Lässige Verhörtechnik, die man einem Dreizehnjährigen so nicht zutrauen würde. Vertrauen aufbauen, hinterhältig nachfragen ...

»Einer der Musiker, in deren Band Sie auch spielen, Franco Mignello, hat Sie auf einem Bild erkannt, das besagte Jutta, deren Nachnamen ich nicht kenne, und ein Kellner – der in Kapstadt Kunst studiert und die Skizze der jungen Dame von Ihnen, Franco, anhand Ihrer außergewöhnlichen Augen vervollständigt hatte – gemacht haben. Damit ist er auf Suche gegangen. Hat mit seinen Studienkollegen die Clubs in Kapstadt abgeklappert. Der Gitarrist, der hier mit Ihnen probt, hat sich verraten. Er spielte in einem Club Songs von Jimi Hendrix. Nein, er hat nichts gesagt. Aber der Kellner, er heißt Masimba Mamango, hat ein sensibles Gefühl für Menschen. Er war sich sicher, dass der Gitarrist Sie auf dem ihm gezeigten Bild erkannt hatte, Mr. Mignello. Der Rest war für mich einfach. Beobachten, abwarten, wohin der nächste Tag den Gitarristen führt.«

Fünf Augenpaare blickten gebannt auf das verlebte Gesicht des kleinen Mannes.

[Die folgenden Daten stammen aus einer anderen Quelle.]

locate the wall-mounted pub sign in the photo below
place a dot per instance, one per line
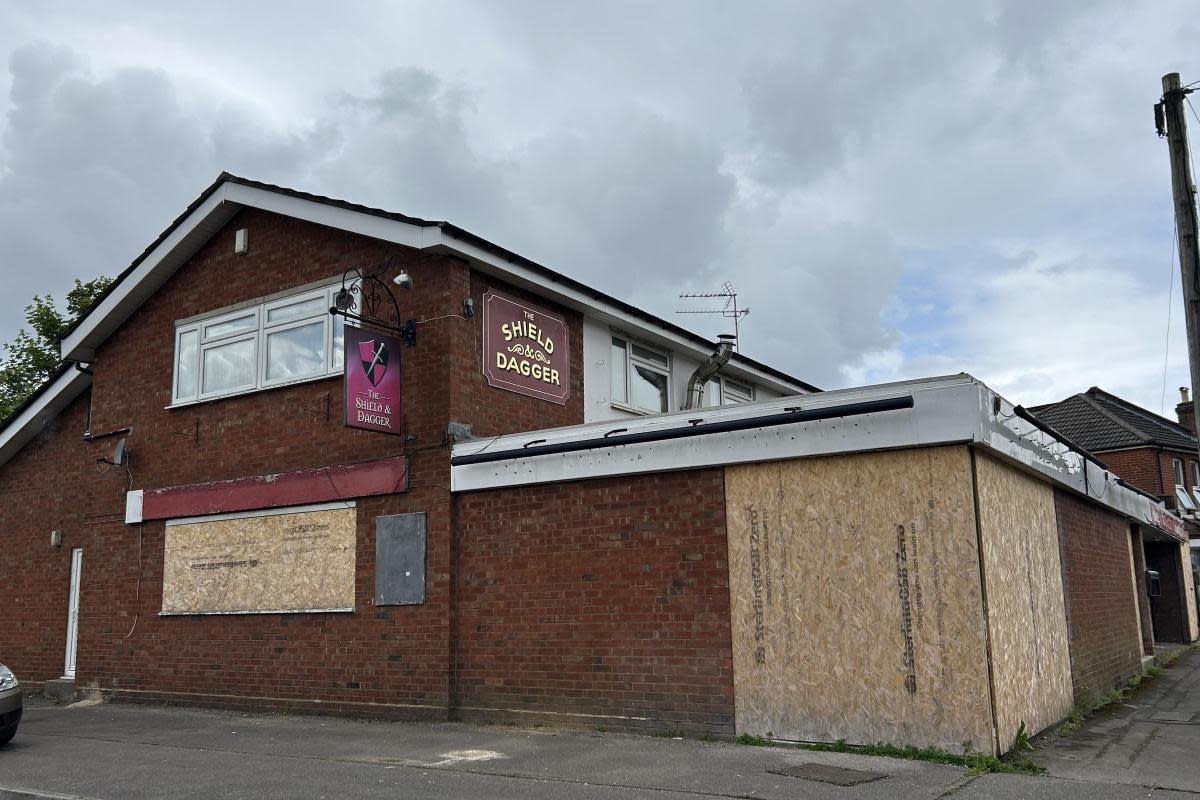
(526, 349)
(372, 380)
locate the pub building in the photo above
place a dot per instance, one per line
(316, 456)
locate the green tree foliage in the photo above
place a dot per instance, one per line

»Am Montagmorgen hatte er es sehr eilig und fuhr von seiner Wohnung mit mehreren Gitarren im Gepäck auf direktem Weg hierher. Dann haben Sie mich, Sam, als Küchenhilfe angeheuert. Am gleichen Tag noch brachte ich Snacks zur Bandprobe. Da habe ich dann den Mann wiedererkannt, den besagte Jutta suchte. Das ist die ganze Story. Glauben Sie es oder auch nicht.«

Jojowa lehnte sich zurück und wartete nun seinerseits ab, was passieren würde.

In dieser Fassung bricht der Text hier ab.